White House press secretary Ari Fleischer, asked repeatedly Tuesday whether Bush had seen the memo, said he was not entirely certain about that, but said Bush has "heard of it now."
Fleischer said it immediately became known in the moments after the Sept. 11 attacks that the hijackers had been trained at American flight schools.
In fact, just hours after the hijackers' identities were determined, government officials had tracked their paths through the flight schools and sent FBI agents to them.
Fleischer repeatedly refused to criticize the FBI or Justice Department for not telling Bush until recently about the Phoenix memo and said that Bush will not make judgments about the agencies based on "the snippet of the day."
A top White House aide said last week's criticism prompted a two-pronged political response: Bush accused Democrats of playing politics with the issue as his advisers reminded voters that America is still a target.

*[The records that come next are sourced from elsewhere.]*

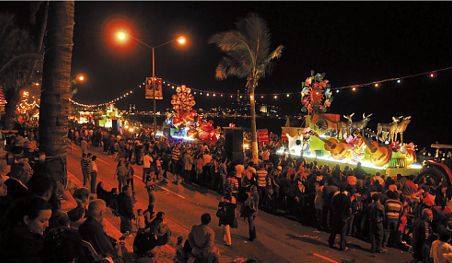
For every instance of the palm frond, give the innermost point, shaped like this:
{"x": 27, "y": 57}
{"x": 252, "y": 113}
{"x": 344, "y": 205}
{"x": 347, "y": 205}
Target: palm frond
{"x": 275, "y": 54}
{"x": 257, "y": 34}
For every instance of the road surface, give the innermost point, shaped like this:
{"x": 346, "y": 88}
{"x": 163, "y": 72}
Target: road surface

But national security adviser Condoleezza Rice denied that the administration's new spate of warnings was tied to last week's criticism. "We need to keep reminding the American people of our vulnerabilities. Sunday was not the first time (White House officials) have talked about vulnerabilities," she said.
Sen. Bob Graham, D-Fla., chairman of the Senate Intelligence Committee, said the intelligence "chatter" was coming from Mideast groups such as Hezbollah and the Egyptian Islamic Jihad in addition to al-Qaida.